The pace of technological change is reshaping the way we educate; it is increasingly hard to predict what kind of skills will be required in ten years' time, and teachers cannot be expected to shoulder the entire burden. A growing number of RSA Fellows believe that there are ways to work with emerging technologies and introduce school students to the fact that their future success will rely on an ability to be flexible, creative and entrepreneurial. What follows is a story of how a regular Fellows' network meeting turned into a nationwide initiative that is now equipping hundreds of children with the skills and mindset to thrive in our uncertain future landscape.
Fellows’ network meetings take place regularly across UK, as well as some abroad. The purpose is to bring people together to share ideas and think about ways to collectively tackle social problems. Back in 2013, when I was Chair of the South Central region, I organised a small meeting for Fellows in my area. I admit that I was bemused when one of the Fellows at the meeting, Charles Ross, stood up and harangued attendees about the need to educate children about 3D printing as a manufacturing skill of the future.
In spite of his approach I was struck by Charles’ vision and intensity, and following that initial meeting I helped Charles to organise a Fellows’ interest group across the entire region. Together, we identified the need to set up after-school clubs to enable students to sample 3D printing before they took the step of moving into more formal design and technology courses. If you’re not sure how important 3D printing can be, take a look at a recent blog about the printing of prosthetic arms for amputees in war-torn South Sudan.
To test the idea, we installed 3D printers in schools as a pilot project. With my support, Charles brought on board a range of partners, including the New Scientist, the Royal Institution and WS Atkins, and held an introductory meeting in the House of Commons. Then, through a meeting with John Bradley FRSA (previously involved with RSA Scotland), the potential obstacle of school funding was addressed with the introduction of a partner that could offer crowdsourcing for schools at no cost.
This stimulated the interest of another Fellow, Richard Shearing, who had been a governor for an Academy school in Wokingham, and the chain of action continued until Charles and I formalised the idea and established You Invent; a subscription-based website that helps set up and equip design and technology focused after-school clubs which offer students the opportunity to prepare for fulfilling careers in the creative industries.
The first Fellow to take up the opportunity was Richard Shearing and his Forest Academy School, for which You Invent provided crowdsourcing that raised £2,000 in just two weeks, enabling them to purchase the 3D printing equipment.
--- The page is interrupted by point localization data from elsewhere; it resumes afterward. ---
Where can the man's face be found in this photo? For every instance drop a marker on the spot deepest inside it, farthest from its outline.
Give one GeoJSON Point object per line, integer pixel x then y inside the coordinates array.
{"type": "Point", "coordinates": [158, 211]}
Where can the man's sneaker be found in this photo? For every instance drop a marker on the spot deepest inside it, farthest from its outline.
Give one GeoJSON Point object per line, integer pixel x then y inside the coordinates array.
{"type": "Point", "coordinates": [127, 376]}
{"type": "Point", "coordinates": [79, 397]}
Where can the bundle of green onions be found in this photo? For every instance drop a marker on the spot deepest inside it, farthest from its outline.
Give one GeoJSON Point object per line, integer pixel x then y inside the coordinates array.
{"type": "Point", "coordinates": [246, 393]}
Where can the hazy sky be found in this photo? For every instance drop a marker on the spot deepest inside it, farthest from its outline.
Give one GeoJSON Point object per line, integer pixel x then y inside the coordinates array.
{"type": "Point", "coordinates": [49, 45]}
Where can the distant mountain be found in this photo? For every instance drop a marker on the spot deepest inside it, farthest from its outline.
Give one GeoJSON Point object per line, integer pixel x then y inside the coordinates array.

Having set the ball rolling, the You Invent website has recently entered the national stage, with schools involved from as far as Bristol, Manchester, Huddersfield and Dublin. And, in partnership with Joe Hallgarten and the RSA ARC team, You Invent held a workshop at London’s FabLab for teachers interested in developing 3D printing in their schools. Nearly 60 teachers attended, with very good feedback from them about the value of the event.
The project certainly makes a good start at solving the problem of future skills, but there are also other less immediately tangible benefits at work here. Giving young people maker spaces that allow them to invent freely, and understand that they have the power to create real products, will no doubt influence their entire approach to life. The world needs entrepreneurial people and not because we’re crying out for another Apple or Facebook, but because we need people who are excited by their potential, are prepared to work with change rather than against it, and realise that creativity is for everyone.
So, will the 'mighty oak' grow from this initiative? Only time (and teachers and students) will tell, but because of the active participation of far-flung Fellows, it stands a very good chance.